In most cases, this is often just the total labor cost to fulfill the specific ecommerce order type so the amount does not include any costs associated with the actual facilities, such as the lease or utilities. The simplest way to get a basic estimate of your picking costs is to add up the labor spend dedicated to picking an order type during a selected time period.

If you work with third parties for delivery, take all your delivery charges from providers like UPS or FedEx (or Uber or DoorDash). If you own your own delivery network (rare in most cases), apply a similar methodology and add up all your labor associated with delivery as well as other variable costs, such as fuel and maintenance, to determine a total delivery cost by service type.

Your delivery costs are also calculated the same way.

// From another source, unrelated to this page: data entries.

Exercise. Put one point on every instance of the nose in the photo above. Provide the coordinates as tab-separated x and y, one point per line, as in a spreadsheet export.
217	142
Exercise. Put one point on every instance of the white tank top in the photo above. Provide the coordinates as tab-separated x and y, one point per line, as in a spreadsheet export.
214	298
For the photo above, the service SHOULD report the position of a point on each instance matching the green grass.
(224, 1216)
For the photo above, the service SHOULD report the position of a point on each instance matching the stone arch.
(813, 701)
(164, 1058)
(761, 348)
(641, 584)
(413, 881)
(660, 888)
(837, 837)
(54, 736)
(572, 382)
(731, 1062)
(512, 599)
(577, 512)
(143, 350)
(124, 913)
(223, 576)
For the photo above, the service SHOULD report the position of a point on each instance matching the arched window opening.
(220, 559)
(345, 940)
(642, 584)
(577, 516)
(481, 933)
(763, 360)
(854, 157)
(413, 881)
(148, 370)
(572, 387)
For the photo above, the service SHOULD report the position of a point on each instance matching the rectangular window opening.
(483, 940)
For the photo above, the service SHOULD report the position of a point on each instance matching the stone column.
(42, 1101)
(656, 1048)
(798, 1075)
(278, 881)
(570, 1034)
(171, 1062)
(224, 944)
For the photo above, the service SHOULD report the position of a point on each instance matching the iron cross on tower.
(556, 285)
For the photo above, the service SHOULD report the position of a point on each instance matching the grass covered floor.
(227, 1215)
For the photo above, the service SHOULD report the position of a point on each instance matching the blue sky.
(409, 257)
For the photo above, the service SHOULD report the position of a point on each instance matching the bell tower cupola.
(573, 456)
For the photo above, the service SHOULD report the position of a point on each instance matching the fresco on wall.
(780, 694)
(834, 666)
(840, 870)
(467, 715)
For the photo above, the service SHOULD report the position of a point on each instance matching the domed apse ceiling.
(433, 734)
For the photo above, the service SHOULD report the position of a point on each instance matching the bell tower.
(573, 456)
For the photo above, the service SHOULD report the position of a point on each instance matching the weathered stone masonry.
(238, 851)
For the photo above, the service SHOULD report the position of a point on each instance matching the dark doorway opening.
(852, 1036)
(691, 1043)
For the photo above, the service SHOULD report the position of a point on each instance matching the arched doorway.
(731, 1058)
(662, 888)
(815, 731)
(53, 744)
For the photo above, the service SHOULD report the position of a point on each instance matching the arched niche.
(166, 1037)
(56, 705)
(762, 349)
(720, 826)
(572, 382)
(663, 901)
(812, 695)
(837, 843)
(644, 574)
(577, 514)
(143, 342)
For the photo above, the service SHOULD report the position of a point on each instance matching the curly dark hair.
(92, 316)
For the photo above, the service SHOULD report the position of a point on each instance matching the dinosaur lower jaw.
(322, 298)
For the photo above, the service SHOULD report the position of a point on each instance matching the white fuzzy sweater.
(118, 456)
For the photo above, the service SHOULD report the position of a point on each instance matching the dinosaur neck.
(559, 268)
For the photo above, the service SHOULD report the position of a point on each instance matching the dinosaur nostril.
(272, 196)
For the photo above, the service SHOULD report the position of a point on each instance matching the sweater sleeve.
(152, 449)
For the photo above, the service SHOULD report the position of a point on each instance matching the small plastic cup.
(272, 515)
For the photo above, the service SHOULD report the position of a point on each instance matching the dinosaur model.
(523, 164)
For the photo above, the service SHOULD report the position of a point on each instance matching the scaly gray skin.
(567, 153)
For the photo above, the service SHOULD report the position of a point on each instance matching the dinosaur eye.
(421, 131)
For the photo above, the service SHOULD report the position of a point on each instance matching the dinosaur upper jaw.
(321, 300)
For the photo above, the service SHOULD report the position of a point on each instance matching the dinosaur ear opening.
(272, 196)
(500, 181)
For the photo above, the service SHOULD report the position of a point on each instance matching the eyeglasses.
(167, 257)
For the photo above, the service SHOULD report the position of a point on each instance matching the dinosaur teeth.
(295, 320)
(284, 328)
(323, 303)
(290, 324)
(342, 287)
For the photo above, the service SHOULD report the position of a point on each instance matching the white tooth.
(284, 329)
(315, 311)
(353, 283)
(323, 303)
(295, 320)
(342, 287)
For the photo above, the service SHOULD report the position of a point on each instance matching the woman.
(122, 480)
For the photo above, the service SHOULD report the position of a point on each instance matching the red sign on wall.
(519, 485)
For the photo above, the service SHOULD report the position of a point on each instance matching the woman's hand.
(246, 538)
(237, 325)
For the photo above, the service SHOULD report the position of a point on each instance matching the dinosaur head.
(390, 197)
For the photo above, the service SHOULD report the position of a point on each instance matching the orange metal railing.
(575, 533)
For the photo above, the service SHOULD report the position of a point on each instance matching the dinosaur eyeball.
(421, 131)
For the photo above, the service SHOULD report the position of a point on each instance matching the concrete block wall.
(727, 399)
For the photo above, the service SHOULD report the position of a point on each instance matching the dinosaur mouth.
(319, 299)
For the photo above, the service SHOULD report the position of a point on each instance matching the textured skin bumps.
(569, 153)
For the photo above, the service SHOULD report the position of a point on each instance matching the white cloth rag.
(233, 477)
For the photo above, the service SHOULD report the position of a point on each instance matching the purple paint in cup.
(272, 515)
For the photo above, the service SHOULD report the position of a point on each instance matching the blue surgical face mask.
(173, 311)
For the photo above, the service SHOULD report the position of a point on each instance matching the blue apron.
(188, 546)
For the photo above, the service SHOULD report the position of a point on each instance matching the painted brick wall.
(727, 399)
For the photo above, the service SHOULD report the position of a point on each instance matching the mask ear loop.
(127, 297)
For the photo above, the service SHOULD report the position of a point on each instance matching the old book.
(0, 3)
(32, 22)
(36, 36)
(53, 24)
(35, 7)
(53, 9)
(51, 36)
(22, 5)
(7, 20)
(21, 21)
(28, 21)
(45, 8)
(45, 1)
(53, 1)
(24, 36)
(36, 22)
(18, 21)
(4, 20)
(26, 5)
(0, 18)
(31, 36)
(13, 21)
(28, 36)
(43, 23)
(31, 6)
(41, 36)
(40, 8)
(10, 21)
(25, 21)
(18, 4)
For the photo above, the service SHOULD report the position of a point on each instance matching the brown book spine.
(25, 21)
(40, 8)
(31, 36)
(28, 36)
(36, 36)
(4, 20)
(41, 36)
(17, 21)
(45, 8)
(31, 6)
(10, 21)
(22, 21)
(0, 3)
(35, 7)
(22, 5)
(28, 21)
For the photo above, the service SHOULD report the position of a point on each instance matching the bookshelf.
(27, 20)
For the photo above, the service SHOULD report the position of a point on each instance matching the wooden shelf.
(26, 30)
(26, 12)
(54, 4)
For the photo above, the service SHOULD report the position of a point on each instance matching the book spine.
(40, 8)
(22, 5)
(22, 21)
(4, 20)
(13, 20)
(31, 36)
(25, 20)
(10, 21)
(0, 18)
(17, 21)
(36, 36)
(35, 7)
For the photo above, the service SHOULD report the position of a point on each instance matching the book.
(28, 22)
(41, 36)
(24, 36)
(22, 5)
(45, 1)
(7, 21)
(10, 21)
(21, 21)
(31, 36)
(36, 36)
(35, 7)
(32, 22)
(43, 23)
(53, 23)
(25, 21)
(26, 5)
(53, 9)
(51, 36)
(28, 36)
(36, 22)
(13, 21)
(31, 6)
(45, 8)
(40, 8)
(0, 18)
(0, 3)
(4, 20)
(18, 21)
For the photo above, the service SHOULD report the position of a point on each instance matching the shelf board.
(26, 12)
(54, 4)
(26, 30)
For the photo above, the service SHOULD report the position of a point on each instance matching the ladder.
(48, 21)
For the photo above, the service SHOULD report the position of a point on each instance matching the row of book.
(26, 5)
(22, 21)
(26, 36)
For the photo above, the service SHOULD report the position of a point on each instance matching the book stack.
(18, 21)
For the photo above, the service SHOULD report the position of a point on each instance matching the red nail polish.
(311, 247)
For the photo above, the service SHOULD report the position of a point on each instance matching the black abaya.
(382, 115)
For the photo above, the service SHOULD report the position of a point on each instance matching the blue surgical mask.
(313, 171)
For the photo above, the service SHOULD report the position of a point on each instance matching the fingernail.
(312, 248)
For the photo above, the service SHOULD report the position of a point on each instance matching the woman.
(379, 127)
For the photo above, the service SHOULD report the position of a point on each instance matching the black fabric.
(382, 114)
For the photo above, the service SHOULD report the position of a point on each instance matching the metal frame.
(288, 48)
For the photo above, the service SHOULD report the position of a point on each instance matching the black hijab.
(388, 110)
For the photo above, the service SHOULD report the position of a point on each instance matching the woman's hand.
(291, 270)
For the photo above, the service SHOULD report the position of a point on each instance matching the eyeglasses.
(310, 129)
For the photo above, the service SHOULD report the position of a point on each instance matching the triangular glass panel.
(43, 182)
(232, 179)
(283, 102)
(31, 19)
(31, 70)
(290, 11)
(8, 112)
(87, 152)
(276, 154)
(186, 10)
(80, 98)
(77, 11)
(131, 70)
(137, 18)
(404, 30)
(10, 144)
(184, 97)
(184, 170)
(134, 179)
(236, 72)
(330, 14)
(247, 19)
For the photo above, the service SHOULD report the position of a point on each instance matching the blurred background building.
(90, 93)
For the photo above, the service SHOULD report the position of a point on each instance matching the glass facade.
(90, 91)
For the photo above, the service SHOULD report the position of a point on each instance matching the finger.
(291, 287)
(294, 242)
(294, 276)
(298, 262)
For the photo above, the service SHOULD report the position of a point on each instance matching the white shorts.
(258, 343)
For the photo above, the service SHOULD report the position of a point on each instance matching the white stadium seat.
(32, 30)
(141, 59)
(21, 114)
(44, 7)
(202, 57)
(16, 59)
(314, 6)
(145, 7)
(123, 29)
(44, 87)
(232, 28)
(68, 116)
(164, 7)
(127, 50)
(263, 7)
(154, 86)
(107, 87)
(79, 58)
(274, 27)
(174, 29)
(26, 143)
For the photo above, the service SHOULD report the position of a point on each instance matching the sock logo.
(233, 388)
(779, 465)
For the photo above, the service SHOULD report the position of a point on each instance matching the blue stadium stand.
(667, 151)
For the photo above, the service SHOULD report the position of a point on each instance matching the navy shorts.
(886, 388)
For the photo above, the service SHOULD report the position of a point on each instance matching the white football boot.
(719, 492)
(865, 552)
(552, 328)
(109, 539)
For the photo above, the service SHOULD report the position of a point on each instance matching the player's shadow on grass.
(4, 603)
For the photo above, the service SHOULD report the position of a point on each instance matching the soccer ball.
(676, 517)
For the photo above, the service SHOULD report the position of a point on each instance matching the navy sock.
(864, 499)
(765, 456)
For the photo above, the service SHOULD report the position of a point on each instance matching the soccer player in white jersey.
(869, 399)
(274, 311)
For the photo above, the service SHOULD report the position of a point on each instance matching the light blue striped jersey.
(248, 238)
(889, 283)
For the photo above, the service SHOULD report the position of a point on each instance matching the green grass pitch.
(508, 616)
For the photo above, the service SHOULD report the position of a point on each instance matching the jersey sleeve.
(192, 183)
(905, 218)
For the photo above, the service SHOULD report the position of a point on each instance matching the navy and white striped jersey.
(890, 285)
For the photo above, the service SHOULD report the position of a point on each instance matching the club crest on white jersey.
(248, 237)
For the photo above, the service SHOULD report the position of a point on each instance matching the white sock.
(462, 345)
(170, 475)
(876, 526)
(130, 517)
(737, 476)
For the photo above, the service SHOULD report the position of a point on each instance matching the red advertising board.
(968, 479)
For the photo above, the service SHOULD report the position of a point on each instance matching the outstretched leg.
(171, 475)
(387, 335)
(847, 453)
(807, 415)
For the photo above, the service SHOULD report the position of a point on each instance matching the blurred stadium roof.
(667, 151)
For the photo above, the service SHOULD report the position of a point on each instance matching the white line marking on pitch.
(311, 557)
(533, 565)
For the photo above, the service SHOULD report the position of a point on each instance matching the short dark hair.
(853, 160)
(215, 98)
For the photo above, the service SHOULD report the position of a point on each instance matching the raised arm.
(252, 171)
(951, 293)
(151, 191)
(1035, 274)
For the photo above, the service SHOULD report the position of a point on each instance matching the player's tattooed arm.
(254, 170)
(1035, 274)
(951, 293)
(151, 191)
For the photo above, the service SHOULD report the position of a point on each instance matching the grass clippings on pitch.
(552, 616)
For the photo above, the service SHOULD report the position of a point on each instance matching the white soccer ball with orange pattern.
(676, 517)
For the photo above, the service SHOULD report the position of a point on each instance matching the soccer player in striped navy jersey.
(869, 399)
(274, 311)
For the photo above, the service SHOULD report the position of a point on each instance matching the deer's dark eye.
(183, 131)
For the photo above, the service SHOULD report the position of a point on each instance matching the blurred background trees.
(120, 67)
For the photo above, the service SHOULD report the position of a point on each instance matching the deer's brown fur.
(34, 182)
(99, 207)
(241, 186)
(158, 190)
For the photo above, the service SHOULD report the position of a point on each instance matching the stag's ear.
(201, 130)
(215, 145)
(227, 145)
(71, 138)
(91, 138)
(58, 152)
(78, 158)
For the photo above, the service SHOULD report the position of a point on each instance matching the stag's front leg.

Once you have all your costs associated with each ecommerce service offering, divide them by the total number of orders fulfilled, during the same time period, to get a cost per order. For bonus points, add in your Average Order Value (AOV) to better compare your costs in relation to sales across your service offerings.

The one metric that can help you unearth opportunities in your ecommerce business 3
Source: The Navio Group

Compare and contrast your ecommerce offerings

Knowing the numbers on your ecommerce offerings unearths opportunities to drive savings across your fulfillment network – or just understand your ecommerce order profitability – as well as identify new opportunities across your services.

As an example, some clients – through similar exercises – have identified converging delivery costs between parcel carriers (UPS and FedEx) and last-mile delivery providers (Uber and DoorDash). What does this mean?

So long as you have product close to the customer and can provide real-time inventory visibility to customers, you can probably offer same-day delivery to customers at the same price as standard shipping.

Keeping a pulse on your cost to serve customers opens a myriad of fulfillment opportunities, from identifying new partners for improving your operations (e.g., microfulfillment centers) to testing new service offerings, such as curbside returns or curbside returns models.

In addition, you can match the data with a customer’s number of annual trips or spend to get a sense of how the additional cost of services may be offset by increased customer retention or loyalty – a key outcome of omnichannel retail strategy.

Simply put: the cost to serve customers should be a core metric for any ecommerce retailer, especially as the number of order options offered to customers continues to increase.